My eyes burned. I blinked, angry with myself for grasping at such a dead hope—and at Lysi for leading me to disappointment. My brother was dead. He had been gone for over a decade. Wouldn’t I know if he was still alive? Wouldn’t I have felt it deep inside me?
“It can’t be.”
Lysi was mistaken. It was a desperate, impossible wish to think anything otherwise.
But as the returning mermen and mermaids came closer, that long-forgotten presence grew stronger. A distant emotion washed over me like a waterfall.
“He’s here?” I said, the words numb on my lips.
Lysi nodded once. Her eyebrows pulled down. Pain exploded in my chest.
Every emotion rushed through me. Sadness, joy, fear—a surge of anger. Lysi knew Nilus was alive and hadn’t told me? I thought back to the last few days, all that time we’d spent in silence. I thought back to when she’d met my parents on Eriana Kwai.
“Lysi, why didn’t—?”
“Meela?” said a deep voice beside us.
A small cry escaped me. I didn’t look. I closed my eyes for a moment, steeling myself, and then turned to face him.
Him. My big brother.
By sight, I would not have recognised him. His features had changed from human to merman—reptilian skin and face shape, overlarge red eyes, bulbous ears, and webbed fingers. Like all mermen, he was an exemplified sea demon and never reverted to a human-like state. He was worn and tired, hair long and ungroomed, stone crossbow over his back. But somewhere beneath this exterior was Nilus. I felt it in his aura.
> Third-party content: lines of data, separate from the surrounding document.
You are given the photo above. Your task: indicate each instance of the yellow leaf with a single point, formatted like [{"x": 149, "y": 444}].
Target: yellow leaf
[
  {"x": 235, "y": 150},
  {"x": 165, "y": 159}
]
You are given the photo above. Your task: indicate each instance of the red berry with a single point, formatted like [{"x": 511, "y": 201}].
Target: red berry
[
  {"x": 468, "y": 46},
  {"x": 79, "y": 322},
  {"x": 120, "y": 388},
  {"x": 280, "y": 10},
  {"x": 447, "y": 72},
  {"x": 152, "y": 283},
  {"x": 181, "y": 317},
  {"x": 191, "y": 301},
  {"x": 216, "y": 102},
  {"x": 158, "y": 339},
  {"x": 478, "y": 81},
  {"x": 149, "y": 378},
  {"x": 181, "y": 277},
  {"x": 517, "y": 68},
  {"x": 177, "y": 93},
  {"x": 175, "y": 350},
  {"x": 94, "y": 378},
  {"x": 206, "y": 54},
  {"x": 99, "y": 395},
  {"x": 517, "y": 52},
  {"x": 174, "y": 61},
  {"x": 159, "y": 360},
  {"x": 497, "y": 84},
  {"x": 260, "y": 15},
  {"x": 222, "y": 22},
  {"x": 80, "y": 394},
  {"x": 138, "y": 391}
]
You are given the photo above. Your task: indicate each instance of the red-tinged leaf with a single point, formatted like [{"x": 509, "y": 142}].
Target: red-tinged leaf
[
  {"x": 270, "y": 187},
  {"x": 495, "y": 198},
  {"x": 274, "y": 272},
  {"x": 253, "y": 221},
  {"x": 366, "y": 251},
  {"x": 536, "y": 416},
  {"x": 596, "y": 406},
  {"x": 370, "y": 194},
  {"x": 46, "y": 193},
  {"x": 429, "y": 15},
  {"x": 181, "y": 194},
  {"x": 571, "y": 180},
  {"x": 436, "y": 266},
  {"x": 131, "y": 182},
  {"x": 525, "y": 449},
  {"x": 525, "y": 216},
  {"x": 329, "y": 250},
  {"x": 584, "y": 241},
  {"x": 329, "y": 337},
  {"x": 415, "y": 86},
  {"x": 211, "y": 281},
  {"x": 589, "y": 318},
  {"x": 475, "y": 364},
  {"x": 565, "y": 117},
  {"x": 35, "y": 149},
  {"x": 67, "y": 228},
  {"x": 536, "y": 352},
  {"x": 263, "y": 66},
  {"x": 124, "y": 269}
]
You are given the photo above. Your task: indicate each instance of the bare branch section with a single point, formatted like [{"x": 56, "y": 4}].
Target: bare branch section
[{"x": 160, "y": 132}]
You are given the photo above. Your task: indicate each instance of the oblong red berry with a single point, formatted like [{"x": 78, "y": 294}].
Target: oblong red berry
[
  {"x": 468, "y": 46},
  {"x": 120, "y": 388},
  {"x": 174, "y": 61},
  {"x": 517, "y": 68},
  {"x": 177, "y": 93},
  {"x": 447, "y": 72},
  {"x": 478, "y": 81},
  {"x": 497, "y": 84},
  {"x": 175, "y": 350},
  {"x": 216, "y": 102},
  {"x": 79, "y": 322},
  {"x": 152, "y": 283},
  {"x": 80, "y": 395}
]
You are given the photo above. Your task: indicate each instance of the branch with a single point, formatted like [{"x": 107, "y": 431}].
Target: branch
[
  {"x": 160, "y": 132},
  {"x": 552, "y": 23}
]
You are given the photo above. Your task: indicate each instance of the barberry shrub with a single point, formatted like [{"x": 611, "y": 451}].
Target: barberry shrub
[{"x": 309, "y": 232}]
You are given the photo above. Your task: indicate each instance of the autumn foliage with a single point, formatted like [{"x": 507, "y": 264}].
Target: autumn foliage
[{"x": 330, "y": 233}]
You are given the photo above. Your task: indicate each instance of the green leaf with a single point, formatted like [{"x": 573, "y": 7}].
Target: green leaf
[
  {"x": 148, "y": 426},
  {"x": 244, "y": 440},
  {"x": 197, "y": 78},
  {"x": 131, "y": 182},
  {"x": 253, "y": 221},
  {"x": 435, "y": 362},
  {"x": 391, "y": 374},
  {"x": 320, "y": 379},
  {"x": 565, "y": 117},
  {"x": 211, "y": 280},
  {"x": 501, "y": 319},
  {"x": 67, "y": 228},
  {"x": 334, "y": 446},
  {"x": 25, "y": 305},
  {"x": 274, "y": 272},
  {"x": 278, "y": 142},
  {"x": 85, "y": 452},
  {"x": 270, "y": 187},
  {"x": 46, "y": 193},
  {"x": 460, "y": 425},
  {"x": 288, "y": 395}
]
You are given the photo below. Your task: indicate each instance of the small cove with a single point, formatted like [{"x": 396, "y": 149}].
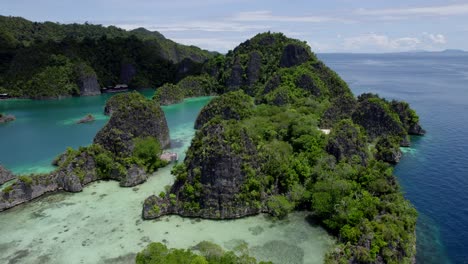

Everything about it was familiar, taking me back to my life before he left on the Massacre and everything changed.
I lunged for him and wrapped my arms around him, shouting something incoherent that sounded like, “Nil—how—ohmyg—aliv—!”
He made a faint noise, like a note of surprised laughter.
Underwater, my tears manifested as strange half-sobs and puffy eyes that were probably leaking, but I couldn’t tell.
“You’re a mermaid,” he said in a strangled voice. “My god, how—? Lysi?”
Lysi spoke, but I couldn’t hear the words through the fog in my brain. I closed my eyes, feeling Nilus’ presence with every part of me. All the love I’d felt as a child, the affection that had been laid to rest alongside Nilus’ memory, came flooding out.
It felt as though my heart had been transported back in time—and at once, I wished I could do just that—travel back ten years, five years, even to yesterday, to tell myself that everything would be all right, that Nilus was not dead, and I would hug him again one day.
When we pulled apart, Nilus gawked at me as if he was the one seeing a ghost.
A mermaid lingered beside us—the one Lysi had been staring at.
“Oh,” said Nilus, blinking. “Meela, this is Ephyra, my wife.”
“Wife?!”
Ephyra smiled, her teeth a perfect row of pearls. I managed to keep my jaw from falling open. She was curvy in all the right places, her skin smooth and tan, shiny black hair waving behind her like silk. Her heavy-lidded eyes and full lips glimmered with iridescent makeup.
That solves that mystery,I thought, deciding Nilus had definitely been lured.
Lysi cleared her throat. “When did you get here?”
“Two days ago,” said Nilus, peeling his wide eyes away from me. “We went home to get the kids, and—oh, Meela, you have to meet them!”
“Kids? I’m an auntie?” I said shrilly.
I whirled as Nilus shouted for them to come over. Five miniature mermaids came zipping through the crowd, all girls, all with long black hair.
“Papa!” they all shouted, swarming him in the most adorable group hug.